Super Bowl: Bookies talk about losses, not wins
By TIM DAHLBERG
AP Sports Columnist
LAS VEGAS — When the longtime bookies in this gambling city get together to swap stories, the talk invariably turns to one Super Bowl where bettors made off with a big score.
That's to be expected. Wouldn't be proper business, after all, if all they did was gloat about their many wins.
The year was 1979, and the game was as good as it gets. Pittsburgh and Dallas in Miami, both trying to become the first team to win three Super Bowls.
Chuck Noll was on one sideline, Tom Landry the other. Roger Staubach lined up under center for America's team, while Terry Bradshaw took the snaps for the Steelers. The defenses were so good they both had names, with the Steel Curtain on one side and the Doomsday Defense on the other.
Thomas "Hollywood" Henderson's big mouth was just a bonus.
"It was my first big Super Bowl," oddsmaker Jimmy Vaccaro remembers. "Back when all my hair was still black."
Don't try to find out what happened that day in Vegas in NFL history books. They've never been much for acknowledging that some of the popularity of the game lies in the fact a good chunk of Americans have action on it.
The Steelers opened as 2½-point favorites that year, but there was so much money on Pittsburgh that oddsmakers moved the line to 5½ points to balance the action. It finally settled at 4 points by kickoff.
Pittsburgh didn't disappoint and, after scoring two fourth-quarter touchdowns to lead 35-17, appeared to have the game well in hand. But the Cowboys scored twice in the last 2:23 to make the final 35-31 and bookies were faced with their worst nightmare — the dreaded middle.
Those who bet Pittsburgh early won. Those who picked the Cowboys late won. Those who bet when the line was at 4 got their money back.
Vaccaro was running the book at the Royal Inn, a small joint off the Strip that took big action. The owner was vacationing on his boat, but called in to see how things had gone.
"I told him the bad news was that we lost $185,000," Vaccaro said. "He asked what the good news was. I told him the good news was that we only lost $185,000."
There was a lot of bad news around town. One casino lost $900,000, another $1.7 million. Bettors stood in long lines to collect their winnings.
Fast forward three decades, and the line is strikingly similar on this Super Bowl. The Colts opened as low as 3½-point favorites and are now favored by 5½ in most of the state's legal sports books. The higher the line goes — and it could move more before kickoff — the more chance there is of bettors on both sides winning money.

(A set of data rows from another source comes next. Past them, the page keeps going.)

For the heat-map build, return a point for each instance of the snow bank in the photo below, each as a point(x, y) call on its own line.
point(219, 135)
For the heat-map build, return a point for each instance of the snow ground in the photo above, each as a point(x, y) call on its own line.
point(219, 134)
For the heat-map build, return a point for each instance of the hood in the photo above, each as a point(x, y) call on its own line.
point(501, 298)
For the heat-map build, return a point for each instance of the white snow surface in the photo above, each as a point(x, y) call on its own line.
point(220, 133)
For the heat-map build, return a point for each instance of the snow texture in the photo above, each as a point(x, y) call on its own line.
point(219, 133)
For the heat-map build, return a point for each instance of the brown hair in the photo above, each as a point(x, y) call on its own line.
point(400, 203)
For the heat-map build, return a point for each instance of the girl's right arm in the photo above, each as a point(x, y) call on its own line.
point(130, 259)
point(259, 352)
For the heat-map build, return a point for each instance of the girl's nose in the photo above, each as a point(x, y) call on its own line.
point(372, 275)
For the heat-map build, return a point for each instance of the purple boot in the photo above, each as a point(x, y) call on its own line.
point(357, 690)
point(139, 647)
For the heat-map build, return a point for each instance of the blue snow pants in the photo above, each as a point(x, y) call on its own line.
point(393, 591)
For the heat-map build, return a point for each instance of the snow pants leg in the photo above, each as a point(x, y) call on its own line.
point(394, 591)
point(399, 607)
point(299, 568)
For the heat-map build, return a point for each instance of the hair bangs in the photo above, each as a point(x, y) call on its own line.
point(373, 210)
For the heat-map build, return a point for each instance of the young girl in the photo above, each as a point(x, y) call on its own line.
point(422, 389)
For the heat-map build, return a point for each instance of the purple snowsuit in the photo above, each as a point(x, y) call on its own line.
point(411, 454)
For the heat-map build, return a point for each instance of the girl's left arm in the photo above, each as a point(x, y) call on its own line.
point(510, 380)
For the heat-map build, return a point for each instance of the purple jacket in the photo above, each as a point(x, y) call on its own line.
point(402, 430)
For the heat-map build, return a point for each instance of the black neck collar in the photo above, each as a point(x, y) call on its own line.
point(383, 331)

Could it happen again? Don't bet on it.
"It's unusual for us to lose," said Jay Kornegay, who runs the sports book at the Las Vegas Hilton.
Unusual but not impossible. Just two years ago, a lot of bettors who either didn't like Bill Belichick or simply thought the Giants were due sent the books to a rare loss when they beat the Patriots.
"You're capable of getting your rear kicked on this game," said Wynn hotel sports book director John Avello. "I always have some concerns. You can have a good day or an awful day."
The good days, of course, far outnumber the awful days in the betting industry. Even if bookies break even they win, because they collect a 10 percent "vig" from bettors as part of the price of doing business.
Bookies are hoping they do better than that with the Saints and Colts, and hoping to break a two-year dip in legal betting on the game. With an improving economy, most estimate the betting will be up, though it probably won't top the $94.5 million wagered in 2006.
Add in online betting and wagers at local bars and clubs and the total will go much higher. A lot of that money will go to the so-called "prop" bets where gamblers can wager on everything from the opening coin flip to whether there will be a safety in the game.
The Hilton has more than 335 of those bets alone, and will win more than its share. But bettors can have their way, too, as Art Manteris found out when he put up one of the earliest Super Bowl prop bets while running the sports book at Caesars Palace when the Bears played the Patriots in 1986.
Defensive back William "Refrigerator" Perry had scored three touchdowns on short yardage plays during his rookie season, but hadn't touched the ball since week 12. Manteris figured that Perry surely wouldn't be used on offense in the most important game of the season and offered 20-1 odds on him scoring a touchdown.
Bettors jumped on it quick and, sure enough, Perry came lumbering into the backfield in the third quarter of a blowout to score the final touchdown for the Bears.
"I think we won overall on the game but we lost a quarter million on that prop," said Manteris. "I sold it to the people upstairs by saying we got a million dollars in PR out of it."
Having winning bettors is always good PR for bookmakers, as long as it doesn't happen too often. Most winners, after all, come back to bet again.
When the bookies win, though, they keep the cash. They also tend to keep quiet.